But overall figures see ‘cautious consumers’ blamed for weakest February in five years

FOOTFALL last month saw the weakest February in five years with a significant two per cent decline overall compared to 12 months ago despite the good weather.

The latest Footfall & Vacancies report from retail insights agency Springboard and the British Retail Consortium shows worst hit were Shopping Centres where the drop was 3.4 per cent, with High Streets down 1.9 per cent – although the sunshine in the last week of February provided a welcome boost, and overall daytime shopping saw a more modest decline compared to post-5pm.
Retail Parks fell by 0.8 per cent, a sharp decline compared with the 1.4 per cent growth in February 2018, however across this location in the East Midlands and Wales, there was notable growth of three per cent and 1.4 per cent respectively.
Diane Wehrle, Springboard marketing and insights director, said: “The two per cent drop in footfall in February – a significant worsening from the 0.5 per cent decrease in February 2018 – occurred despite the fact that February this year was the hottest on record.
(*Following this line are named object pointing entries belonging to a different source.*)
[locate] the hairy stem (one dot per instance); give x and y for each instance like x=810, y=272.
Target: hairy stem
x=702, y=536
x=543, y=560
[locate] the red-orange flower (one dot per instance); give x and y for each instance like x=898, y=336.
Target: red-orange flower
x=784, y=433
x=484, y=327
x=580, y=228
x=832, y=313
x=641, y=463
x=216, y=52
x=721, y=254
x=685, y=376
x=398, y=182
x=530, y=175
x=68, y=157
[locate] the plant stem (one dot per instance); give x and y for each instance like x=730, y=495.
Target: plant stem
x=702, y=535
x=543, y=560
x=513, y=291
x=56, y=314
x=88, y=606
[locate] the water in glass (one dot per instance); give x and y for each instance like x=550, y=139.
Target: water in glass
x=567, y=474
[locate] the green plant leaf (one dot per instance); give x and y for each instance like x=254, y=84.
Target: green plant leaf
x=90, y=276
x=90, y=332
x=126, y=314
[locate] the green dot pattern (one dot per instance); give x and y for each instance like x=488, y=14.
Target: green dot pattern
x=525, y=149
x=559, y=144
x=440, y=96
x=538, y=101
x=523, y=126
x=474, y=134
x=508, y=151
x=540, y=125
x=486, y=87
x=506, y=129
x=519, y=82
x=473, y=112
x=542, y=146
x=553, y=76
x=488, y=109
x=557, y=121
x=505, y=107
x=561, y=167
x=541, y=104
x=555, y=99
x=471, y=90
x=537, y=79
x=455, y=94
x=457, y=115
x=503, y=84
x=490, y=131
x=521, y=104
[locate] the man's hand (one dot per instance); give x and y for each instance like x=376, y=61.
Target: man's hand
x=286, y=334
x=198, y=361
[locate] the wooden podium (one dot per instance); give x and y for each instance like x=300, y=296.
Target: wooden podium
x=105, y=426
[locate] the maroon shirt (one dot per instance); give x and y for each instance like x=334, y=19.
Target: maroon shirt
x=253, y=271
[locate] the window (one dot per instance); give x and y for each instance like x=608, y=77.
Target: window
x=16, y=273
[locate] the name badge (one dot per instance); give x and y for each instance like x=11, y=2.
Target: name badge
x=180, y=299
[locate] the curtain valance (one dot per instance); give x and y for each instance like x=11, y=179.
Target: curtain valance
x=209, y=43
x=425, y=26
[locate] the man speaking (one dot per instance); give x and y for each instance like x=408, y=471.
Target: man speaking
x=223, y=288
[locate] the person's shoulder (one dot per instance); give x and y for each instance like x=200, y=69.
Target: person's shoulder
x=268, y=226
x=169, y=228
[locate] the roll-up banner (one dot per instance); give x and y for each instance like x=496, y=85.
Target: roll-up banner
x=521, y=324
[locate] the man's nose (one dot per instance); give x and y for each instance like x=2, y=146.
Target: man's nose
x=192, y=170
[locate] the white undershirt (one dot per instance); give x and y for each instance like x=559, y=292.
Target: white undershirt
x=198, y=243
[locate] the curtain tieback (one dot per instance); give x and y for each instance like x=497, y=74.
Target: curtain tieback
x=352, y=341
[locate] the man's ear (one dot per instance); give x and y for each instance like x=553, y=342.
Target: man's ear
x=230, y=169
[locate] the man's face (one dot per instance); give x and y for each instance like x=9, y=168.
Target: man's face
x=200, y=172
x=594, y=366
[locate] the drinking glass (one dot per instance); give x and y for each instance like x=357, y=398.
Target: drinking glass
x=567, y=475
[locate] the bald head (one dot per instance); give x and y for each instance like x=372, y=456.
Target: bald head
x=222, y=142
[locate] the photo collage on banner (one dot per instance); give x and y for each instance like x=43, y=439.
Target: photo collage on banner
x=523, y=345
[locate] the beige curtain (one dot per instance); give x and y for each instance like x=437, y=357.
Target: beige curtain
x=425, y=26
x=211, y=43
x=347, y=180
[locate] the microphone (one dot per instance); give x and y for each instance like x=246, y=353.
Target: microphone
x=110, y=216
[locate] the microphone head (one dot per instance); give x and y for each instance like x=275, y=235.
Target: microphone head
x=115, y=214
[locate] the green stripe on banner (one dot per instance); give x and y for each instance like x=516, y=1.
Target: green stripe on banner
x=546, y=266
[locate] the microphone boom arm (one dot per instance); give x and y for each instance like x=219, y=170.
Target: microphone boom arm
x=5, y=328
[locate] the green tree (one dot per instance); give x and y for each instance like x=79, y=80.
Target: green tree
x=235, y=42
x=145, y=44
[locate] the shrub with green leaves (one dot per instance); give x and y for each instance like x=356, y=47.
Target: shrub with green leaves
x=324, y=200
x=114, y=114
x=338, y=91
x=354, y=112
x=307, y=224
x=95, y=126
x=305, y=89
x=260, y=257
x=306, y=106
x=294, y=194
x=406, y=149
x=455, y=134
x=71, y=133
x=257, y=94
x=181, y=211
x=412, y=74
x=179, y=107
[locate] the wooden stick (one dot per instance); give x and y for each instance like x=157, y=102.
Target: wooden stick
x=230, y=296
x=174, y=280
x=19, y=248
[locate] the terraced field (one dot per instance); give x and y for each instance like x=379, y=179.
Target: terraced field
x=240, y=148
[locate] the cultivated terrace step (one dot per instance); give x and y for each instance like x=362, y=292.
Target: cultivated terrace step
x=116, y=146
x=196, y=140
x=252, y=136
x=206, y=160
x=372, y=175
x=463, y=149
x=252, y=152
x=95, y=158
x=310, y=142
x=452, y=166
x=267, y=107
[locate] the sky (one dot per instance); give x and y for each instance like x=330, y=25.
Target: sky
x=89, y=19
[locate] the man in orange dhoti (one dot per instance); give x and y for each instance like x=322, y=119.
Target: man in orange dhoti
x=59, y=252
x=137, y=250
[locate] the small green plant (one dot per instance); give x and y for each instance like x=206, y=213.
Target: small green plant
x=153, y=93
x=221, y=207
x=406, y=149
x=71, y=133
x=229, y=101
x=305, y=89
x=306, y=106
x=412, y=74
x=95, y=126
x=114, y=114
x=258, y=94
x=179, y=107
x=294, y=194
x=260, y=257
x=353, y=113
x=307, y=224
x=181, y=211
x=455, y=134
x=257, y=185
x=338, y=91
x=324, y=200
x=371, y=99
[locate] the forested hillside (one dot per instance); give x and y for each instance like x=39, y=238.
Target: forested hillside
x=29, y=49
“However, the record temperatures only occurred in the final week of the month when footfall rose by 2.5 per cent compared with drops in each of the preceding three weeks, averaging 3.6 per cent down.
“Indeed, the balmy conditions certainly helped High Streets where footfall rose by 4.5 per cent in the last week of the month compared with an average drop of 4.1 per cent in the preceding three weeks.
“Footfall declined in all but one geography and in all but two areas the drop was greater than two per cent, with a fall of just 1.4 per cent in Greater London. The result for London will in part have been due to Chinese New Year occurring in February this year, but it’s actually not an unusual outcome as footfall in Greater London is generally the last to decline and the first to recover due to the diversity of its economy and sheer volume of activity.
“What would have seemed highly unlikely this time last year, is that there was a more modest decline in footfall during day time hours of 1.5 per cent compared with 3.3 per cent down post 5pm.
“To some degree this will have been a consequence of the cost of evening dining which typically is higher than lunch, but the warm weather during what was half term week in many areas will have also increased the appeal of daytime trips for which evening trips will have been sacrificed.”
BRC CEO Helen Dickinson added: “Consumers have been cautious in their spending, leading to the biggest drop in February footfall for five years. These figures echo the month’s poor retail sales figures, which saw weak growth, particularly in bricks-and-mortar stores.
“While real incomes have been rising over the last year, the uncertainty surrounding Brexit appears to be driving a needs-not-wants approach top shopping.
“Things could get a lot worse unless the Government are able to avoid a calamitous no-deal Brexit. Such a scenario would likely result in higher costs, higher prices and less choice for consumers – all of which would further harm struggling retailers.
“The Government must act to protect both consumers and retailers by ensuring there is no chance of a no-deal Brexit.”